El Moscow-Guardian, un simpático semanario gratuito que se editaba en inglés y se financiaba con anuncios destinados a la comunidad extranjera, publicó en torno a las Navidades de 1991 un breve artículo titulado: «La ayuda cae en manos equivocadas.»
Las manos en cuestión eran las de un grupo de estudiantes de 16 y 17 años que al terminar las clases emboscaban a sus condiscípulos con navajas y pistolas y los despojaban de las raciones de ayuda.
Los botes de leche en polvo, las latas de conserva y los paquetes de galletas con el sello de la Comunidad Europea eran vendidos a una banda de mayor envergadura, dirigida por un alumno de la Lumumba, que a su vez los revendía a los comercios de la capital.

Estudiantes extranjeros en la Universidad Patricio Lumumba de Moscu.
La nota acompañaba un largo reportaje en el que se explicaba concienzudamente que parte de los alimentos donados por Occidente se evaporaba en las operaciones de descarga y reaparecía en los mercados.

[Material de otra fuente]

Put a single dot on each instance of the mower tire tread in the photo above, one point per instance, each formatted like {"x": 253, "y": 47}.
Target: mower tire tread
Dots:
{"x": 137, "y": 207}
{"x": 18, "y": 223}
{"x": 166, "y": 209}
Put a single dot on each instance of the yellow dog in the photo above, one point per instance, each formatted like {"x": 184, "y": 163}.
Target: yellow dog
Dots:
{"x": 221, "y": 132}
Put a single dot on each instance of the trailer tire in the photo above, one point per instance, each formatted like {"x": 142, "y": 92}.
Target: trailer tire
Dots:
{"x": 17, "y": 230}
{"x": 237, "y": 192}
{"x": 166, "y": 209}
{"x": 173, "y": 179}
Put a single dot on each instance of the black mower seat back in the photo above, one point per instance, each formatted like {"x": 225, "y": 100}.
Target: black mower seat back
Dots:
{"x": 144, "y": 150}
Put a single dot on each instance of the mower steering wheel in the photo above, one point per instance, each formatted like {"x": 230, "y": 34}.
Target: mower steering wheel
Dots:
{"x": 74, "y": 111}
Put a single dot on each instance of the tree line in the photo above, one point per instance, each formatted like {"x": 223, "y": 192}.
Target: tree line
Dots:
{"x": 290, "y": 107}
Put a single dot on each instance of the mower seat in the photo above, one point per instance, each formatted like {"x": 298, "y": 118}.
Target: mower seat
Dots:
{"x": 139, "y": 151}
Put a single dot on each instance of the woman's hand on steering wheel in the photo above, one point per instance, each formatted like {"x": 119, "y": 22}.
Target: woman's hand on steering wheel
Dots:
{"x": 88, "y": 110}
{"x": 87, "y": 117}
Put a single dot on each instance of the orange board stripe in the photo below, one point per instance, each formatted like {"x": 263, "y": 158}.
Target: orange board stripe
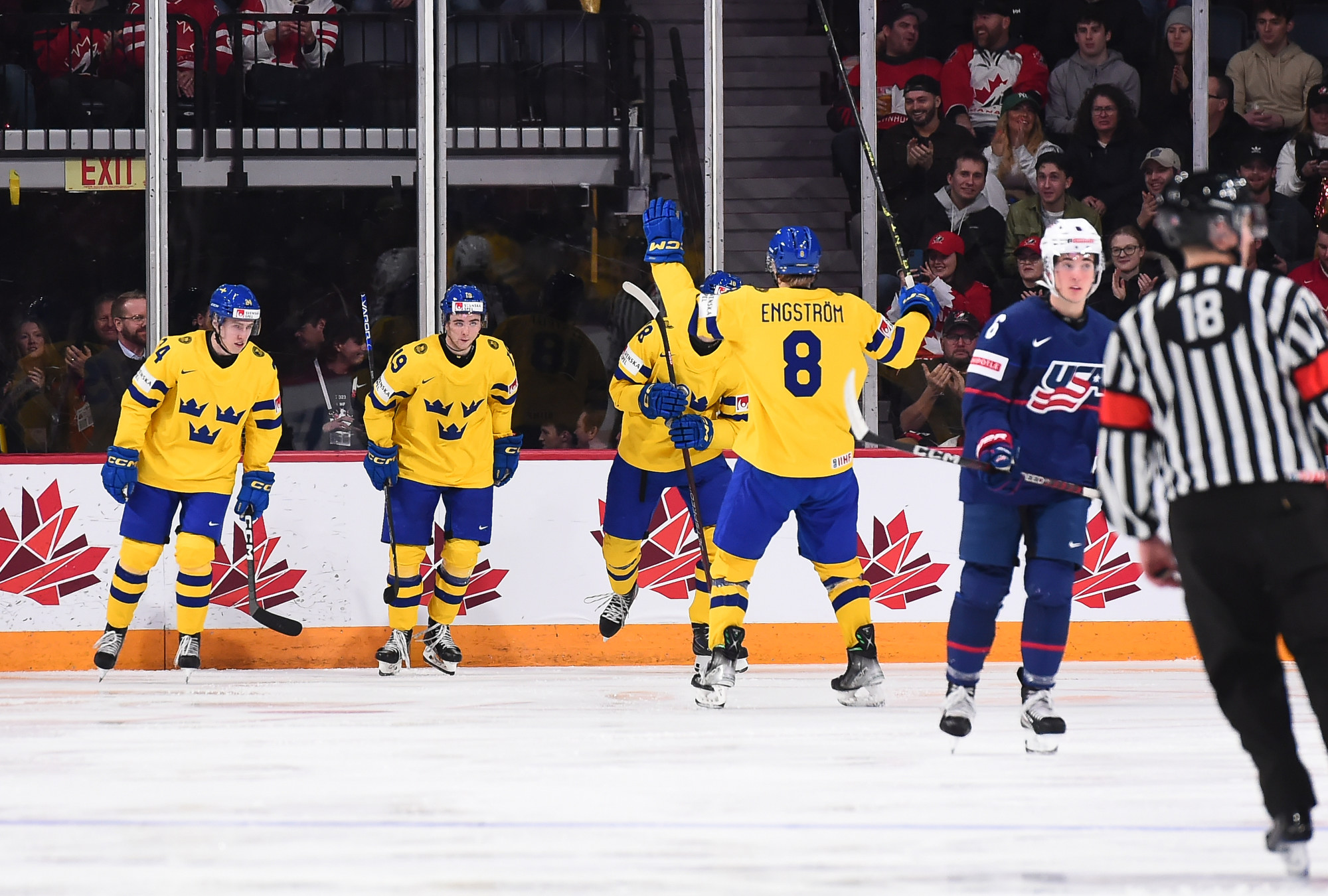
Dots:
{"x": 578, "y": 646}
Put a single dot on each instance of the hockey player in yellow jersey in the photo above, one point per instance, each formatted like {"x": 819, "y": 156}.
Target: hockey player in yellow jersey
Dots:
{"x": 200, "y": 406}
{"x": 796, "y": 347}
{"x": 439, "y": 423}
{"x": 703, "y": 412}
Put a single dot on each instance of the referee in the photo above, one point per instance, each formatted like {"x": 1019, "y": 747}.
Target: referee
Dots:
{"x": 1216, "y": 391}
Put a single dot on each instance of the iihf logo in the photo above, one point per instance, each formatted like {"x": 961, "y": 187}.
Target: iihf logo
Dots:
{"x": 1066, "y": 387}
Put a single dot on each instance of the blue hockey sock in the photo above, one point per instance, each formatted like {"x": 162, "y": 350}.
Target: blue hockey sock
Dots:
{"x": 973, "y": 621}
{"x": 1047, "y": 619}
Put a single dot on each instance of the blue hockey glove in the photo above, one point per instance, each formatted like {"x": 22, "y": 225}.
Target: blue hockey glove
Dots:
{"x": 998, "y": 449}
{"x": 693, "y": 432}
{"x": 663, "y": 400}
{"x": 921, "y": 298}
{"x": 382, "y": 465}
{"x": 663, "y": 232}
{"x": 507, "y": 457}
{"x": 120, "y": 473}
{"x": 256, "y": 492}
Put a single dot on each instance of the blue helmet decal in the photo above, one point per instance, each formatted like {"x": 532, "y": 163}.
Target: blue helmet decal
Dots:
{"x": 796, "y": 252}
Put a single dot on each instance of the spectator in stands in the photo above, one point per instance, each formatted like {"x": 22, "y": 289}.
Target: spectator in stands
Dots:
{"x": 1291, "y": 232}
{"x": 284, "y": 62}
{"x": 1313, "y": 274}
{"x": 994, "y": 64}
{"x": 323, "y": 403}
{"x": 1273, "y": 78}
{"x": 1027, "y": 282}
{"x": 31, "y": 406}
{"x": 961, "y": 208}
{"x": 191, "y": 72}
{"x": 111, "y": 371}
{"x": 1092, "y": 66}
{"x": 1106, "y": 155}
{"x": 1033, "y": 216}
{"x": 1135, "y": 273}
{"x": 926, "y": 399}
{"x": 1015, "y": 149}
{"x": 918, "y": 156}
{"x": 560, "y": 368}
{"x": 1303, "y": 163}
{"x": 1167, "y": 84}
{"x": 84, "y": 63}
{"x": 897, "y": 63}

En la revista se anunciaba la creación de una unidad especial integrada por policías, soldados, aduaneros y guardas de transporte para vigilar expresamente las 2 000 toneladas de comida que la CE enviaba diaria-mente a la hambrienta Moscú.
En 1992, fruto de los nuevos tiempos, la Patricio Lumumba cambio de nombre y paso a llamarse Universidad Rusa de la Amistad de los Pueblos.
La URAP es un complejo científico y educativo que cuenta en la actualidad con diez facultades principales (agricultura, ciencias humanitarias y sociales, ingeniería, medicina, lengua rusa y asignaturas de formación fundamental, ciencias físico-matemáticas y naturales, letras, ecología, economía, derecho), tres facultades de perfil de educación continua, tres cátedras universitarias generales, siete institutos, 33 centros científicos y educativos, más de 150 laboratorios y centros de investigación académica.
El rasgo particular de la URAP es su carácter multinacional: entre los estudiantes de grado y posgrado hay representantes y grupos étnicos de más de 158 países de todo el mundo. En los grupos de estudio y habitaciones residenciales se respeta este principio internacional, los representantes de diferentes países y pueblos viven y estudian mezclados.
En total, la Universidad cuenta con alrededor de 25 000 estudiantes de grado y posgrado y ha dejado de ser un centro mafioso o el paraíso del estraperlo.